Existen otros peligros bien consabidos que harán que en el futuro estos sistemas dejen de ser seguros: Computación cuántica. Los ordenadores cuánticos están empezando a ser viables, aunque posiblemente aun tengan que pasar décadas para que sean una realidad cuantitativa. Pero ese día llegará, y cuando llegue, teóricamente, muchos de los problemas de computación en los que se basa el paradigma de la criptografía asimétrica, dejarán de ser seguros. Por ahora estamos seguros, pero llegará el día que la computación cuántica pueda resolverlo literalmente al instante.

No podemos hacer nada para evitar que dentro de X años el mundo cuántico deje inservible la seguridad actual, pero sí podemos tomar medidas para evitar los problemas de sustracciones, pérdidas, olvidos… de claves privadas: Tarjetas criptográficas o tokens de seguridad.

Cualquiera que mire su cartera, tendrá dentro de ella muy posiblemente varias de estas. Algunas usarán criptografía asimétrica, otras usarán criptografía simétrica. Si tiene un chip, muy posiblemente sea una tarjeta criptográfica. No existe un estándar único, el estándar rige la comunicación entre las tarjetas y los lectores externos, pero lo que hay dentro de ellas, depende únicamente del fabricante.

A pesar que son muy variadas, todas más o menos se rigen por el mismo principio: Ser una caja negra, almacenar algún secreto y realizar algunas operaciones dentro de la propia tarjeta. Tarjetas de crédito?? Usan criptografía asímetrica/simétrica. La mayoría de tarjetas de acceso? Criptografía asimétrica. No hay que confundir este tipo de tarjetas con las que podemos denominar como «tarjetas de memoria». La mayoría de tarjetas de transporte, de hoteles… (ya tengan chip o por NFC) no suelen ser tarjetas criptográficas, sino tarjetas de memorias que lo hacen es almacenar en sus celdas internas información estructurada concreta, como por ejemplo los viajes que nos quedan, la habitación asignada y el código de apertura… eso no quita que el acceso a dicha memoria esté protegido, pero no son tarjetas criptográficas.

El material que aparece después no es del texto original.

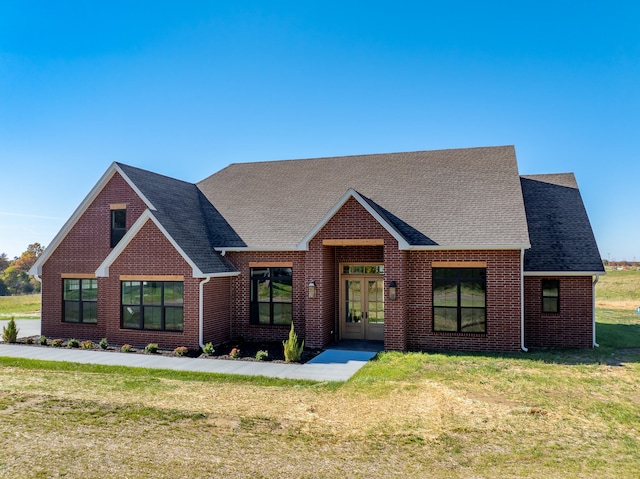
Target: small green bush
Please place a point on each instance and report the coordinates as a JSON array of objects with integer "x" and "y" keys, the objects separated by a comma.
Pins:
[
  {"x": 292, "y": 349},
  {"x": 181, "y": 351},
  {"x": 208, "y": 349},
  {"x": 10, "y": 332},
  {"x": 262, "y": 355}
]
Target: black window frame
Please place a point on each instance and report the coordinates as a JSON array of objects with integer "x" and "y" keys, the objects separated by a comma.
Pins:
[
  {"x": 461, "y": 277},
  {"x": 82, "y": 303},
  {"x": 545, "y": 285},
  {"x": 118, "y": 225},
  {"x": 141, "y": 307},
  {"x": 274, "y": 276}
]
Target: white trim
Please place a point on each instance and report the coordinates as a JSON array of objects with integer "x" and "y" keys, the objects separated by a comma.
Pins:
[
  {"x": 593, "y": 308},
  {"x": 103, "y": 269},
  {"x": 36, "y": 269},
  {"x": 351, "y": 193},
  {"x": 522, "y": 346},
  {"x": 468, "y": 247},
  {"x": 562, "y": 273}
]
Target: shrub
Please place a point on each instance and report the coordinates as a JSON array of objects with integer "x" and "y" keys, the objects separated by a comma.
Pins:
[
  {"x": 208, "y": 349},
  {"x": 10, "y": 332},
  {"x": 292, "y": 349},
  {"x": 262, "y": 355},
  {"x": 181, "y": 351}
]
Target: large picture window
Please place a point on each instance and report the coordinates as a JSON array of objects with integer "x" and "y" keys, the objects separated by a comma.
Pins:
[
  {"x": 271, "y": 295},
  {"x": 80, "y": 298},
  {"x": 155, "y": 305},
  {"x": 459, "y": 300},
  {"x": 550, "y": 296}
]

Otra característica que por lo general todas llevan consigo es la existencia de un PIN de acceso. Ya hemos hablado de ello. Las tarjetas criptográficas nos permiten almacenar en ellas certificados u otras credenciales, y llevarlas con nosotros allá donde las necesitemos. Eso nos quita la limitación de memorizar claves privadas enormes, y que esta sea portable, pero sin un PIN estaríamos igualmente vendidos, cualquiera podría usarla sin nuestro consentimiento si se apoderase de ella. Con un PIN esto se elimina, haciendo que las tarjetas criptográficas, ellas solas, cumplan con «Algo que tenemos» y «Algo que sabemos», por ende, infinitamente más seguro que cualquier contraseña o sistema que hayamos podido ver hasta ahora.

Dado que son demasiado extensas, vamos a centrar la atención en las tarjetas criptográficas «genéricas», por ejemplo la tarjeta CERES, tarjetas OpenGPG y tarjetas PIV (Personal Identity Verification). Sí, la misma fábrica de moneda y timbre que emite certificados CERES pone a disposición de quien lo quiera tarjetas criptográficas para almacenar y proteger los certificados digitales.

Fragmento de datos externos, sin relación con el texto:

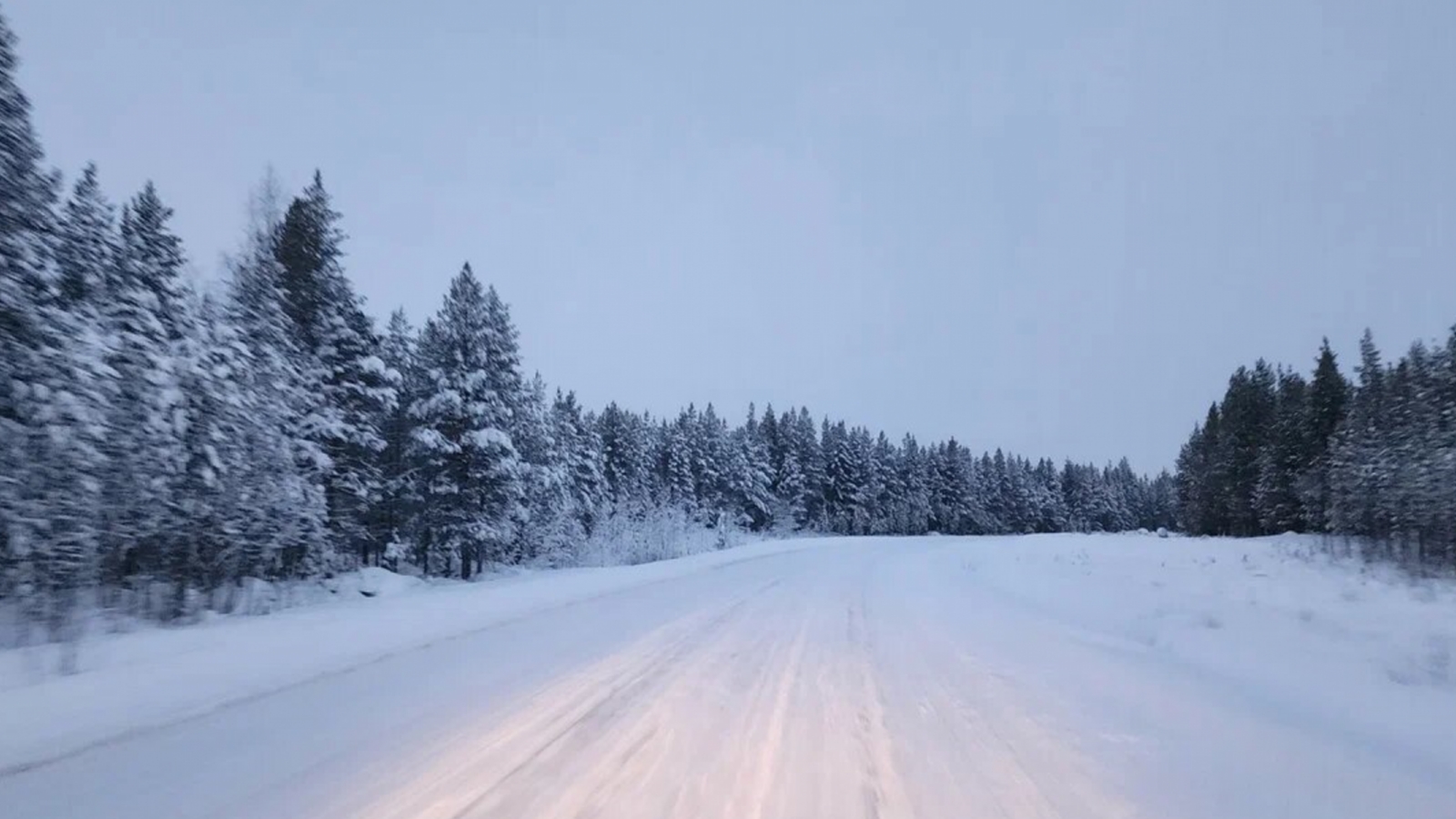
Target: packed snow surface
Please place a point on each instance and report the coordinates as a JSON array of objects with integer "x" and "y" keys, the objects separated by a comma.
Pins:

Por último y no menos importante, aunque el formato habitual sigue siendo una «tarjeta», hay que entender que a día de hoy las tarjetas se han sustituido realmente por un concepto más genérico llamado «Token». Una tarjeta de acceso puede ser un token si dicho token tiene la funcionalidad de actuar como una tarjeta, aunque no tenga un chip de contactos expuesto y tenga que ser leída por NFC o por USB (por ejemplo)

Tarjeta CERES

No es la más bonita del baile, asumémoslo, y tampoco es la más versátil. Pero a su favor hay que decir que lleva con nosotros mucho tiempo, que es muy interesante ver como el Estado pone a disposición de cualquiera una tarjeta criptográfica que puede llegar a ser extremadamente útil, a un precio bastante adecuado. Los años no ha hecho que evoluciones demasiado, pero también esto tiene una cierta lógica… la tarjeta CERES en principio se diseñó para los certificados CERES. Eso no quiere decir ni mucho menos que no pueda albergar otro tipo de certificados (con su clave privada correspondiente), pero siempre y cuando no exceda las prestaciones de dicha tarjeta.

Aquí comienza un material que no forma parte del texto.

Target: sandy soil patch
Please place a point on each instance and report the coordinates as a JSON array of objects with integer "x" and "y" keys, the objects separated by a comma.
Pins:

La tarjeta CERES es capaz de almacenar hasta 10 certificados, pero solo trabaja con RSA y con claves de hasta 2048bits. Esto implica que no se pueden almacenar certificados de clave elíptica o certificados RSA de 3072/4096bits. En cuanto criptografía simétrica es capaz sólo de usar 3DES, y para Hashing SHA1. Se queda fuera el uso de SHA256 y AES.

No obstante, no es una mala opción. Es barata, y la mayoría de certificados cumplen los requisitos. Espero que no pase demasiado para que lancen una revisión de sus tarjetas. En lo personal las llevo usando desde hace muchos años y no he tenido grandes problemas.

La inmensa mayoría de este tipo de tarjetas se basan en el estándar PKCS#11, protocolos y normas para gestionar este tipo de hardware, no solo tarjetas criptográficas ojo, a estas las llamamos tarjeta porque tienen dicho formato, pero podría ser un pendrive, un colgante…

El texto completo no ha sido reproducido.